Once we have a full set of questions and the data has been extracted and manipulated into a usable format we can make comparisons of the data based on a variety of different criteria. For example student results for specific cohorts, such as campus and age, can be evaluated against aspects of the LMS like discussion boards usage, hitcounts, contents etc.

The project also has some parallel activities associated with it that will take advantage of some of the processed data. One of these is the personal learning environments (PLE) project who are interested from the perspective of how students are interacting with the available tools within the LMS. The library folk are interested in gathering some information on how students are accessing course related materials from the library website and another possibility is finding candidate courses for curriculum re-design based on observations of interactions with the course design.

The project may also shed some light on other research findings to do with online learning, that can be tested in the distinct context of CQUniversity such as:

Online discussion/learning may be more supportive of experimentation, divergent thinking, exploration of multiple perspectives, complex understanding, and reflection than F2F discussion. (Parker and Gemino, 2001;Picciano 2002 taken from Swan 2004)

Online discussion/learning may be less supportive of convergent thinking, instructor directed inquirey, and scientific thinking than F2F discussion. (Parker and Gemino, 2001;Picciano 2002 taken from Swan 2004)

The quantity and quality of instructor interactions with students is linked to student learning. (Jiang and Ting, 2000 taken from Swan 2004)

Student learning is related to the quantity and quality of postings in online discussions and to the value instructors place on them.(Jiang and Ting, 2000 taken from Swan 2004)

Interactions with course interfaces are a real factor in learning; difficult or negative interactions with interfaces can depress learning. (Hillman et al., 1994; Hewit, 2003 taken from Swan 2004

So far I’ve described the mechanical or easy side of the Indicators project where we look at what’s happened and try to infer something from it. In David’s Blog he describes these as lag indicators whereas the more interesting and last part of the project is to develop some lead indicators to assist staff and students. We haven’t discussed this to any extent but to it might take the form of an RSS feed to staff that provides information to staff of potential issues. The example David uses is an early quiz that may be testing for a key concept that is built on throughout the course. If there is an unexpectantly high failure rate in this early quiz then the academic can quickly adjust the content to ensure that this concept is covered appropriately to prevent issues later on in the course. However this is a long way down the road and there is a lot of work before that.

I recently received some polite, and not unjustified, criticism of the project because it didn’t have clearly defined methodology and planning structure. However we made the point early to develop the project in much the same way as agile software development occurs; with many iterations, teamwork, collaboration and process adaptability throughout the life of the project drawing upon the advice and experience of as many other folk as are willing to talk to us. A safe fail approach is being used to expect to see many iterations as the project progresses.


Alan Berg, V. M., Frank Benneker Blackboard 6 usage patterns and implications for the University of Amsterdam. Central Computing Services, Universiteit van Amsterdam. Amsterdam, Unversiteit of Amsterdam: 5.

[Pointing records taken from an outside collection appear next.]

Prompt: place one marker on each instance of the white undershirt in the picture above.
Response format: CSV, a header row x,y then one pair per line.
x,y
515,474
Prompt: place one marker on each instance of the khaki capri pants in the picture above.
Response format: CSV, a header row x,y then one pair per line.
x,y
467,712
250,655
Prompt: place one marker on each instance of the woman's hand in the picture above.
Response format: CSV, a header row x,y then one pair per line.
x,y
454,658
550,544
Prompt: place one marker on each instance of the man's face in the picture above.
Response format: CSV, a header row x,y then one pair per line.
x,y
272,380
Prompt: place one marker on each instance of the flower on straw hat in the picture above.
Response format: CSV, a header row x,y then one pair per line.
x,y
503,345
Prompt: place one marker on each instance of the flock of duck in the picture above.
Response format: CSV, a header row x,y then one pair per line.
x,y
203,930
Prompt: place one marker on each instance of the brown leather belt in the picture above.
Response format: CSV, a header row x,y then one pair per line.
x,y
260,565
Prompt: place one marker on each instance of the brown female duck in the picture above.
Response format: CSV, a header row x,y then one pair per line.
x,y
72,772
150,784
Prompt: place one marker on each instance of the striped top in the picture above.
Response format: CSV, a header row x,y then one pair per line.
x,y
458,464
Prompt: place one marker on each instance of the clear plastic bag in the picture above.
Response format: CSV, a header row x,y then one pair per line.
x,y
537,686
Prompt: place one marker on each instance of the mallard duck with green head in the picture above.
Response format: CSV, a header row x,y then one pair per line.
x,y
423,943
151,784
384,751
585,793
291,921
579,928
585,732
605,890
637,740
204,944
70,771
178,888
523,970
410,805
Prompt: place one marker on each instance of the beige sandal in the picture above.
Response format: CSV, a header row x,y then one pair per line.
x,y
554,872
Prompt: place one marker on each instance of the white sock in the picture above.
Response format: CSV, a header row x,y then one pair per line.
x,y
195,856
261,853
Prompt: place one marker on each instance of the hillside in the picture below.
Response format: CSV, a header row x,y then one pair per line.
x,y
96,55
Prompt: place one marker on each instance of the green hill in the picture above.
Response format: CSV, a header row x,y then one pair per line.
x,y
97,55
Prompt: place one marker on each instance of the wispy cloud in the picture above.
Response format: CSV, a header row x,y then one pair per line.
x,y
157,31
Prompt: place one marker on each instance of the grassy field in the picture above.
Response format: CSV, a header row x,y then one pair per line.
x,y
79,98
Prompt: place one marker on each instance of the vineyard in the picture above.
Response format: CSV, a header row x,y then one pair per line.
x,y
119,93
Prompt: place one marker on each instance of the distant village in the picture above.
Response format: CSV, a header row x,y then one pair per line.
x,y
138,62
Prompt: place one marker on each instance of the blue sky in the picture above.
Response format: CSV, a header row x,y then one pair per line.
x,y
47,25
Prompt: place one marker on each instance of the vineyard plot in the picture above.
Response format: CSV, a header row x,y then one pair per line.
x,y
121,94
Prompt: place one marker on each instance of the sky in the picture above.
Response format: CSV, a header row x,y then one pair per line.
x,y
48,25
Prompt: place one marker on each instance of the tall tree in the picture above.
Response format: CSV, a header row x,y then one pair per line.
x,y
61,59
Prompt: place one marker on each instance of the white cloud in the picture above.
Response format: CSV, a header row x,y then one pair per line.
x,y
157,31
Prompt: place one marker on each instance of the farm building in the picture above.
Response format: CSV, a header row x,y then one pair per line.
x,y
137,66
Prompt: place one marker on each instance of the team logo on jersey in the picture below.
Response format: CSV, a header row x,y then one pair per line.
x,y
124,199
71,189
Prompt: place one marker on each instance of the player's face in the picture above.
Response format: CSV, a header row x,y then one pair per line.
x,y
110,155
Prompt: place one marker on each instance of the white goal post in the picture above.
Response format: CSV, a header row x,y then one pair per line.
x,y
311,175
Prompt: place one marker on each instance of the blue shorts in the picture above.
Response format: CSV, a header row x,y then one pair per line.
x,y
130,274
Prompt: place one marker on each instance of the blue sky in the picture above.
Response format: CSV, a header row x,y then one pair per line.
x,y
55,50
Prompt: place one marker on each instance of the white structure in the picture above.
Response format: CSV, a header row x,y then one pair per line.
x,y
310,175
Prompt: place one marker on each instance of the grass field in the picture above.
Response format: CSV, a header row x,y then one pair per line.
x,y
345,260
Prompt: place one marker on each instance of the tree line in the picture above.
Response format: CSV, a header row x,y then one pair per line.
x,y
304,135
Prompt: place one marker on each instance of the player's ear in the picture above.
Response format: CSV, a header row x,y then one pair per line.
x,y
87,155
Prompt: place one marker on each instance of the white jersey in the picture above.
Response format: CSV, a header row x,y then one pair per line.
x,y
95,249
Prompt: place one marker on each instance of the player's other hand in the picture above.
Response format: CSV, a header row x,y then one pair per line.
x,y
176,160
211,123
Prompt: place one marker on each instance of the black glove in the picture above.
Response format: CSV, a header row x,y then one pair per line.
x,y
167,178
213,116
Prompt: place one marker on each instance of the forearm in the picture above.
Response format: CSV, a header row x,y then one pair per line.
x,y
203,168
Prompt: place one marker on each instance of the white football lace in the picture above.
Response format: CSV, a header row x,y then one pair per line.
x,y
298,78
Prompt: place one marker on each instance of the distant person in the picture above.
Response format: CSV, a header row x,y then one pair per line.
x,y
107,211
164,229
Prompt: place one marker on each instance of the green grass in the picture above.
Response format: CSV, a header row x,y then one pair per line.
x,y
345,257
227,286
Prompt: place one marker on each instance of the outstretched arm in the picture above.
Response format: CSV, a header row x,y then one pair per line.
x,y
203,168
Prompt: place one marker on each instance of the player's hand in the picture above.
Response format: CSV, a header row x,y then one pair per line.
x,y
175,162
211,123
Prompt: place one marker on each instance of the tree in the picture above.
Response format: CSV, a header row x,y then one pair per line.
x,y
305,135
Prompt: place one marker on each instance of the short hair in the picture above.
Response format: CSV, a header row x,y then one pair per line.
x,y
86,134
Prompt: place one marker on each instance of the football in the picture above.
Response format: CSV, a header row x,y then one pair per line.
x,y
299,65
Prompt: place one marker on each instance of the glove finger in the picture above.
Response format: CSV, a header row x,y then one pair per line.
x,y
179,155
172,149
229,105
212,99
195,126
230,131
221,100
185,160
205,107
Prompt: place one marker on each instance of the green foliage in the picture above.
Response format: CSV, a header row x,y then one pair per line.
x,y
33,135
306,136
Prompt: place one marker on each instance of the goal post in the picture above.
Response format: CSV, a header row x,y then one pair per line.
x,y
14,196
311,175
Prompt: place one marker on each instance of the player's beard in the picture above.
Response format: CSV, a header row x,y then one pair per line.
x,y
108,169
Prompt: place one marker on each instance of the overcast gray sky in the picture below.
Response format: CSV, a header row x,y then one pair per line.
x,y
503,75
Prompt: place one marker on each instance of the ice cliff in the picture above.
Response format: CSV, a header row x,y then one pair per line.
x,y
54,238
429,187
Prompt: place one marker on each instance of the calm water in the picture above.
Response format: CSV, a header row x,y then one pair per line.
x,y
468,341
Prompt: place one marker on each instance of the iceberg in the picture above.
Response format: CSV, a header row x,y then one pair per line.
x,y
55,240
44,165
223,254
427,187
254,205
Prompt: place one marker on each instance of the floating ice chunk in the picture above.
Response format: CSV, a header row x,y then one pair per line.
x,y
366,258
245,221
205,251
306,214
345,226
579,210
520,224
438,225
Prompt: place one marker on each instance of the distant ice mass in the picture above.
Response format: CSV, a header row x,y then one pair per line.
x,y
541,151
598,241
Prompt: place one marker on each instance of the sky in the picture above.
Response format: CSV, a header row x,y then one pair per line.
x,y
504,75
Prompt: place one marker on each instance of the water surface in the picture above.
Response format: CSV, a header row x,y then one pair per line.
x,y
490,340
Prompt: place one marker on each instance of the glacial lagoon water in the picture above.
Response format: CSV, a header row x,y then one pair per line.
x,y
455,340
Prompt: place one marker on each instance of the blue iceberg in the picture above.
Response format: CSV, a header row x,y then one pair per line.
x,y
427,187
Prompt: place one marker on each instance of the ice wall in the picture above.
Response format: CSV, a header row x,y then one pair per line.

Chickering, A. W., Ehrmann, S. C. (1996). Implementing the seven principles: Technology as lever. Retrieved on February 20, 2009 from

Heathcoat & Dawson. (2005). “Data Mining for Evaluation, Benchmarking and Reflective Practice in a LMS.” E-Learn 2005: World conference on E-Learning in corporate, government, healthcare and higher education.

Dawson, S. M., Erica. (2008). Investigating the application of IT generated data as an indicator of learning and teaching performance, Queensland University of Technology and the University of British Columbia: 41.

Swan, K. (2004). Relationships between Interactions and Learning in Online Environments., SLOAN-C: A collection of research findings and their implications for practice.